As an experienced rider for the Akron Police Department, he is trained to maneuver his motorcycle in any hazard, so it was shocking to him when he saw pictures of his motorcycle lying on the ground. Most recently, he even underwent a two-week crash course.

“One of the first things I asked my sergeant was if I was able to stop and he said no," McKeel said. "Knowing I laid down the motorcycle, that concerned me and that’s why I wish I could remember more because it’s either, well, if I laid the bike down I knew I was going to hit the vehicle and I didn't have enough room to safely stop. That’s the last thing I remember."

The alleged drunk driver of the vehicle, Corrie Sharpe, 65, was driving a 2002 Toyota Sienna minivan with her 11-year-old granddaughter.

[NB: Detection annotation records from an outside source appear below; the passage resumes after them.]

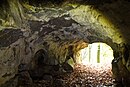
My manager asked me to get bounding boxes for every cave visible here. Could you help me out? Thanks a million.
[0,0,130,87]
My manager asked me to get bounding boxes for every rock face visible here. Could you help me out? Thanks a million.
[0,0,130,87]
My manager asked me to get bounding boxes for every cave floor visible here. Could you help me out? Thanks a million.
[34,64,114,87]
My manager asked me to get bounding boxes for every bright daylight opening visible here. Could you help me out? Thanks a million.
[79,43,114,67]
[70,43,114,87]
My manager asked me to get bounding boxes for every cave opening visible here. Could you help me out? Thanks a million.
[69,42,114,87]
[79,43,114,66]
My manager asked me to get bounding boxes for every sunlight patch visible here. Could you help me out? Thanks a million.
[79,43,114,66]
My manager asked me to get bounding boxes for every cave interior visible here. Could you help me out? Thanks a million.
[0,0,130,87]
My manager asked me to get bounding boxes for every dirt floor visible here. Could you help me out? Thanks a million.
[34,64,114,87]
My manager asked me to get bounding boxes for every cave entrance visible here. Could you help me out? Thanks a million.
[79,43,114,66]
[74,43,114,87]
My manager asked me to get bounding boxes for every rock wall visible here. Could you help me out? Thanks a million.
[0,0,130,87]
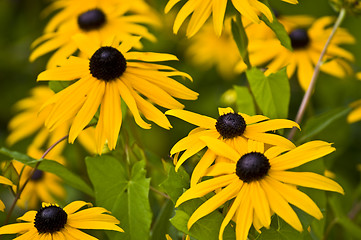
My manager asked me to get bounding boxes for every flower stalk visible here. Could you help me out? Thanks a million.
[288,8,346,140]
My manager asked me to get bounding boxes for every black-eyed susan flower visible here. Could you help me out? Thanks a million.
[176,139,344,240]
[30,0,157,67]
[6,86,96,157]
[166,108,299,185]
[186,19,241,79]
[12,148,66,209]
[0,176,13,212]
[165,0,298,37]
[6,86,69,155]
[0,201,123,240]
[236,17,355,90]
[38,35,198,153]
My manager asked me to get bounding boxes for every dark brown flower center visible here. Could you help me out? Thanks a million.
[34,205,68,233]
[78,8,107,31]
[216,113,247,139]
[31,169,44,182]
[89,47,127,81]
[236,152,271,183]
[289,29,310,49]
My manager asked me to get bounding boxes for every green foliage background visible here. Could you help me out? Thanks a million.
[0,0,361,240]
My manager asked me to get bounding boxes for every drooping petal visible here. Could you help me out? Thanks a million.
[176,174,239,207]
[165,109,216,129]
[269,168,344,194]
[187,180,242,229]
[271,141,336,170]
[200,136,241,162]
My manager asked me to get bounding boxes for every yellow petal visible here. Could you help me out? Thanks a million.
[175,174,239,207]
[270,141,336,170]
[165,109,216,129]
[212,0,227,37]
[0,222,34,234]
[247,119,300,132]
[200,136,241,162]
[116,80,150,129]
[69,81,106,143]
[243,132,296,149]
[102,81,122,150]
[268,169,344,194]
[63,201,92,215]
[249,181,271,228]
[236,184,254,240]
[218,183,246,240]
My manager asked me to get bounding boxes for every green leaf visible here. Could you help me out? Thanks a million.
[150,200,174,240]
[233,85,256,115]
[49,81,70,93]
[298,107,351,143]
[171,199,236,240]
[85,155,152,240]
[0,148,94,196]
[231,15,252,68]
[246,68,291,118]
[257,216,312,240]
[160,163,190,204]
[260,0,293,51]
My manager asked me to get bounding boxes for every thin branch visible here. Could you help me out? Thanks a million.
[4,135,69,225]
[288,9,346,140]
[149,186,170,199]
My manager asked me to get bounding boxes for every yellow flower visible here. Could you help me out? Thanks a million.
[347,99,361,123]
[12,148,66,209]
[38,35,198,153]
[6,86,96,157]
[186,19,241,79]
[30,0,157,68]
[236,17,355,90]
[176,139,344,240]
[165,0,298,37]
[0,201,124,240]
[0,176,14,212]
[166,108,299,185]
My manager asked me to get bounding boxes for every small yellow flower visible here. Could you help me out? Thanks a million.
[166,108,299,185]
[236,16,355,90]
[176,139,344,240]
[0,201,124,240]
[165,0,298,37]
[38,35,198,153]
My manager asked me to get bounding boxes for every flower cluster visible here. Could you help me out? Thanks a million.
[0,0,361,240]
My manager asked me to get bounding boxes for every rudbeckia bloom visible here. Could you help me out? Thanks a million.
[237,17,355,90]
[166,108,299,185]
[165,0,298,37]
[186,19,241,79]
[0,176,13,212]
[30,0,157,68]
[176,136,343,240]
[0,201,123,240]
[6,86,95,158]
[38,35,198,153]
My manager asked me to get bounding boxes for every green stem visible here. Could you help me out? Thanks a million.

When McKeel was asked if he is bitter or has any resentment towards the driver, he said "no," but also mentioned the 11-year-old is the other victim of a poor choice.

"As an 11-year-old, you don’t have a choice who you get into the car with. That’s the sad part. So for her sake, I am glad it was me who hit her rather than a large pick-up truck or an SUV coming down or the speeding car I was trying to stop. The 11-year-old is really the unfortunate victim in this too because she doesn’t have a choice," said McKeel.

McKeel's wife, Dawn, said she doesn't live in fear and knows he will do his best to come home.

"You get that knock on the door. They told me right away he is fine. I try to remain calm. I don’t want to make the kids upset. I support his decision. I know he is safe. He has great training. He will make it through," she said. "My message is pick up the phone and call somebody. Pick up the phone and call. Just keep everyone safe."